Another time I was staying with a friend, and approached a Rosemary bush to see if it would be ok to clip a few sprigs to aid in a mentally challenging writing task. I asked the bush what I could offer in gratitude, and I heard what sounded like a thousand tiny voices yelling COFFEE! COFFEE COFFEE! I was totally amused by a Rosmarinal chorus demanding coffee as an exchange, and wondered why they wanted it, being such a cerebrally active plant to begin with. I went inside, grabbed the rest of the coffee in the French press, and poured it around the base of the plant.

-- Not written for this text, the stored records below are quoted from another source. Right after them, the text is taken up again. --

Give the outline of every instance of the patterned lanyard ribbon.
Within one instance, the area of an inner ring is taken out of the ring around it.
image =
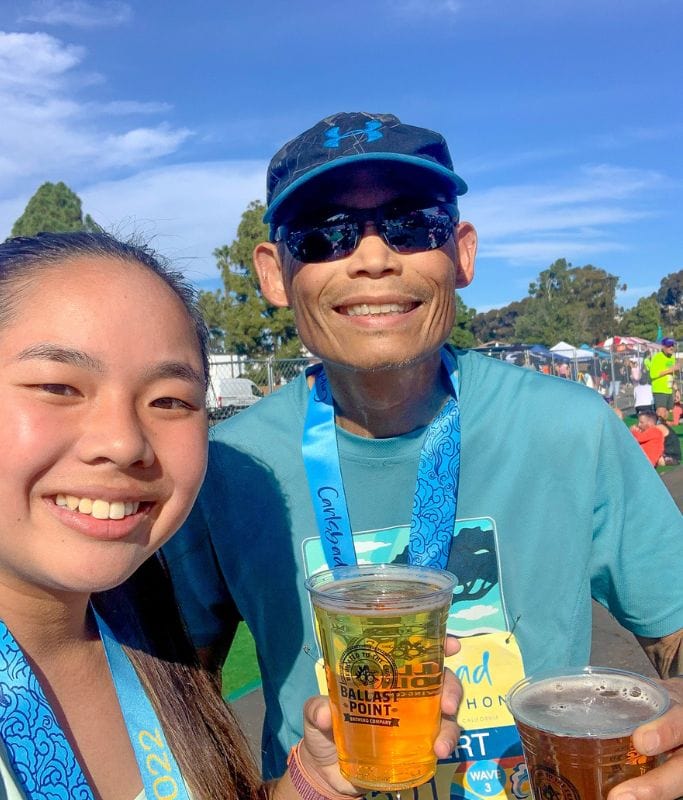
[[[460,410],[455,358],[441,349],[453,394],[432,420],[420,452],[410,522],[411,564],[445,569],[453,541],[460,476]],[[328,567],[356,563],[351,522],[339,465],[334,400],[322,364],[307,370],[315,382],[308,398],[302,454]]]
[[[95,615],[145,795],[189,800],[178,765],[133,665]],[[21,648],[0,620],[0,736],[28,800],[94,800],[68,739]]]

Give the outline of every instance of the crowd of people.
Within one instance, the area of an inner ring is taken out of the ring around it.
[[[0,245],[8,800],[360,797],[319,696],[304,579],[361,561],[458,577],[460,680],[420,798],[468,797],[482,765],[523,796],[494,698],[587,663],[592,599],[673,701],[633,735],[660,763],[609,800],[683,795],[680,511],[596,393],[446,345],[474,277],[466,191],[443,137],[393,115],[335,114],[286,143],[254,265],[320,362],[210,431],[206,326],[180,276],[103,233]],[[262,775],[220,697],[240,619]]]

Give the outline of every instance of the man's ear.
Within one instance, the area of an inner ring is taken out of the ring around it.
[[[474,278],[474,260],[477,256],[477,232],[470,222],[455,226],[455,242],[458,251],[458,270],[455,285],[458,289],[469,286]]]
[[[261,293],[273,306],[284,308],[289,305],[285,282],[282,276],[282,263],[277,246],[271,242],[261,242],[254,248],[254,269],[261,284]]]

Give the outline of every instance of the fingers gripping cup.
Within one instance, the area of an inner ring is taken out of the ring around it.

When my friend came home I recounted the experience to him, half expecting him to call me a quack or a crazy. Instead, he told me that every morning he poured what was left of the coffee and the grounds onto the plant.

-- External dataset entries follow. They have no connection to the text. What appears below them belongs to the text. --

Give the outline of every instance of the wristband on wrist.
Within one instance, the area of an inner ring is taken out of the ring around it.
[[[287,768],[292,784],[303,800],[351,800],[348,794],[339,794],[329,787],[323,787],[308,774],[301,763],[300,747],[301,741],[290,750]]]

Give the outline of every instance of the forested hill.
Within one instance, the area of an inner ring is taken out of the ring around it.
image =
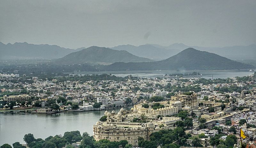
[[[115,62],[139,62],[153,61],[139,57],[124,50],[117,50],[97,46],[92,46],[69,54],[55,60],[62,64],[90,63],[109,64]]]
[[[160,61],[135,63],[118,63],[102,67],[108,70],[226,70],[253,68],[216,54],[192,48]]]

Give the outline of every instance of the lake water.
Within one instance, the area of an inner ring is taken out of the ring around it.
[[[116,112],[120,110],[115,109]],[[73,130],[79,130],[81,135],[86,131],[92,136],[93,124],[104,115],[105,111],[51,115],[2,114],[0,112],[0,146],[5,143],[11,145],[16,142],[25,143],[23,137],[29,133],[33,134],[36,138],[43,139],[50,136],[63,136],[66,131]]]
[[[179,73],[190,73],[196,71],[204,78],[226,78],[242,77],[253,74],[249,70],[146,70],[84,72],[78,74],[112,74],[119,77],[132,75],[134,76],[155,78],[164,75]],[[116,109],[116,111],[120,109]],[[25,134],[31,133],[36,138],[44,139],[50,136],[62,135],[66,131],[79,130],[81,134],[87,131],[92,135],[92,126],[104,114],[104,111],[80,113],[68,112],[50,115],[0,113],[0,145],[16,142],[24,143]]]
[[[250,70],[127,70],[127,71],[82,71],[76,72],[73,73],[78,75],[101,74],[103,73],[111,74],[119,77],[124,77],[132,75],[133,76],[143,78],[154,78],[157,77],[163,77],[165,74],[177,73],[191,73],[193,71],[199,72],[202,74],[202,77],[206,79],[211,79],[213,75],[213,78],[225,78],[235,77],[243,77],[252,75],[253,72],[249,72]]]

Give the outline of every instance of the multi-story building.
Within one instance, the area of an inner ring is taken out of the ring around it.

What the heck? He’d made a little coffee addict out of the Rosemary and I’d heard them ask for a fix.

I’ve never really questioned the reality of plant communication because I haven’t had to, which is something for which I’ll be eternally grateful. Still, it can’t be measured, and the threat of unlovable commentary has made me reluctant to write about it with the goal of sharing the information. I sort of developed the expectation that plants talk to all the herbalists in their own ways, and only recently discovered this isn’t true, when an experienced herbal colleague told me plants had never spoken to her.

I’m sure herbalists and healers will want to know whether this is something you can be trained to do. I don’t have an answer for that, but I think even if you never hear a plant speak the way I have, you will absorb their knowledge (measurable and immeasurable) in unknown ways by making the effort to sit still and quiet, accepting them for what they are, and always offering gratitude for what they give you. This will make you a better herbalist and everything you produce will be better medicine.